One of the mysteries of the English language finally explained.
Not giving rise to disagreement; not controversial (tending to be less forceful in meaning than uncontroversial).
- ‘Being a non-controversial and committed student leader, he had ample opportunities to enter politics with ease.’
- ‘‘We hope that it's fairly non-controversial among those who believe Pluto is a planet,’ Mr Brown said.’
- ‘Under the agreement, Democrats will allow votes on 25 non-controversial appointments to the district and appeals courts.’
- ‘On weekends, if I post at all, I like to post non-controversial things.’
- ‘Some of the things Cronkite has to say are pretty non-controversial.’

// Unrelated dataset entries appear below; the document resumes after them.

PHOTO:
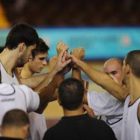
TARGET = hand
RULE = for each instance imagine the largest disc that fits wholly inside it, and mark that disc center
(61, 61)
(78, 52)
(61, 46)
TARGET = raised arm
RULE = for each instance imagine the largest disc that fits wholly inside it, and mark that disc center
(101, 79)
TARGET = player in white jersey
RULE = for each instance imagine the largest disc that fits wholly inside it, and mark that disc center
(131, 77)
(35, 65)
(131, 115)
(19, 38)
(105, 105)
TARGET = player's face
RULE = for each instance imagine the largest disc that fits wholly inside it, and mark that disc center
(25, 57)
(114, 70)
(37, 64)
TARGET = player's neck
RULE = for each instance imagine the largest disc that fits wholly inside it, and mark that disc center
(134, 89)
(5, 56)
(26, 72)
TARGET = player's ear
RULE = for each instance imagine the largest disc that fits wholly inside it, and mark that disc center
(22, 47)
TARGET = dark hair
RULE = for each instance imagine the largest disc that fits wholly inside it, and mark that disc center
(41, 47)
(15, 117)
(133, 60)
(71, 92)
(119, 61)
(21, 32)
(1, 49)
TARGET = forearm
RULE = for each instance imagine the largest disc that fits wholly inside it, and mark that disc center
(45, 81)
(104, 80)
(49, 92)
(45, 95)
(76, 73)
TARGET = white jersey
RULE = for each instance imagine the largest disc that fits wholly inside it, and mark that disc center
(131, 124)
(38, 122)
(6, 78)
(109, 108)
(38, 127)
(17, 96)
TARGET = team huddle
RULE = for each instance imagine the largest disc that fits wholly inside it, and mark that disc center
(113, 115)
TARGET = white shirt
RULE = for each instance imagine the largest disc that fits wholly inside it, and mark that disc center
(109, 108)
(17, 96)
(38, 121)
(131, 124)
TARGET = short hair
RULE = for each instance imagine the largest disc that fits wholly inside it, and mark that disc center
(71, 92)
(133, 60)
(21, 32)
(41, 47)
(15, 118)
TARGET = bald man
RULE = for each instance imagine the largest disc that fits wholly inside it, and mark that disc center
(105, 105)
(109, 108)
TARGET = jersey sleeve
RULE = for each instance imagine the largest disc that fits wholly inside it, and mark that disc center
(32, 98)
(104, 104)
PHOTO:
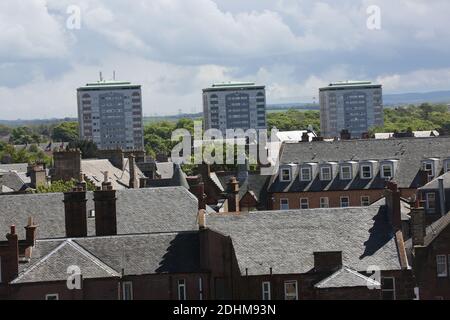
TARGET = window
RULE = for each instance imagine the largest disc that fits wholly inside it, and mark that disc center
(284, 204)
(127, 290)
(388, 288)
(346, 173)
(429, 167)
(200, 288)
(366, 172)
(181, 289)
(304, 203)
(266, 294)
(447, 166)
(305, 174)
(290, 290)
(386, 171)
(52, 296)
(324, 202)
(365, 201)
(285, 175)
(345, 202)
(441, 263)
(325, 174)
(431, 202)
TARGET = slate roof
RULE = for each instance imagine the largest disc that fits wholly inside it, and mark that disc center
(346, 278)
(18, 167)
(138, 211)
(165, 169)
(408, 151)
(405, 207)
(254, 183)
(120, 179)
(435, 229)
(432, 233)
(105, 257)
(178, 179)
(13, 181)
(286, 240)
(54, 265)
(434, 184)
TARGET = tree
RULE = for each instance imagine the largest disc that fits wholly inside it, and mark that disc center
(88, 148)
(4, 130)
(66, 132)
(62, 186)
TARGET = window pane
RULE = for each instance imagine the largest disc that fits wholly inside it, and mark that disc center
(286, 175)
(441, 262)
(324, 202)
(304, 203)
(290, 289)
(326, 174)
(306, 174)
(345, 202)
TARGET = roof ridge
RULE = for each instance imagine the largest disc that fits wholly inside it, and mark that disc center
(40, 262)
(351, 271)
(93, 258)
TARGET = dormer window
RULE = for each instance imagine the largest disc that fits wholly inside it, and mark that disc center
(286, 175)
(447, 166)
(325, 174)
(366, 172)
(387, 171)
(346, 173)
(305, 174)
(428, 166)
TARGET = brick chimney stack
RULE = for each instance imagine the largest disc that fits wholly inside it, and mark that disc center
(75, 213)
(12, 259)
(30, 232)
(392, 195)
(418, 225)
(105, 210)
(198, 189)
(233, 196)
(346, 135)
(37, 174)
(327, 261)
(67, 165)
(305, 136)
(134, 182)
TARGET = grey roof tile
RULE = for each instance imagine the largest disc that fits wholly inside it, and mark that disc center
(346, 278)
(54, 266)
(286, 240)
(138, 211)
(409, 151)
(105, 257)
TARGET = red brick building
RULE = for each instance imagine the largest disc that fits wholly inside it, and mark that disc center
(350, 173)
(429, 251)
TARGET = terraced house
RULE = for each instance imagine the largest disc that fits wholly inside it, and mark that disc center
(349, 173)
(156, 244)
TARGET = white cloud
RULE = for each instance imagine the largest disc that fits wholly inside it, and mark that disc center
(174, 48)
(416, 81)
(29, 31)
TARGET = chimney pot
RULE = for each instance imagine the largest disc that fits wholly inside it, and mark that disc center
(75, 214)
(327, 261)
(105, 211)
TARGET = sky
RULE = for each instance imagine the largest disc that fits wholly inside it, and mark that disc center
(175, 48)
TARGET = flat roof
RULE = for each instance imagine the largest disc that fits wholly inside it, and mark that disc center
(339, 85)
(108, 85)
(233, 86)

- ‘I rise to put forward a very non-controversial amendment that I am hoping all members of the House will support.’
- ‘Researchers also divided editorials of a controversial nature and those considered non-controversial.’
- ‘On occasions, appropriations staff will take the initiative to insert language they believe will be non-controversial.’
- ‘You could trust him implicitly, and he was totally non-controversial on these trips.’
- ‘However, towards the end of the article, Steyn tries to give examples of some non-controversial international organisations that he is in favour of.’
- ‘But even that non-controversial success was not enough to eradicate the stigma of her past.’
- ‘During the strike the editorial broadcasts were bland and non-controversial, but after 12 May they were to be continued in a far more politicized form.’
- ‘I have long argued that the only reason this policy was politically non-controversial was that not many people knew it existed.’
- ‘Whether this non-controversial, compromising figure can lead the contradiction-riddled coalition towards any purpose is to be seen.’
- ‘The Tories are likely to let some non-controversial legislation through relatively quickly, including the finance bill, but even that may be stripped of some controversial elements.’
- ‘I do not think that the legal profession is well served by only promoting those to the highest levels who are the least dynamic and most non-controversial.’
- ‘The content is glossy, ad-saturated, and insistently non-controversial.’
- ‘Most of our advice is technical, relatively straightforward and non-controversial, and we work closely with conservation and archaeological officers in the council.’
- ‘I think I've been given a remarkable opportunity to do a lot of good and to write books like this that are non-controversial really.’
- ‘In his latest article he provides a lucid explication of the potent political assumptions contained in the non-controversial examples commonly used in such texts.’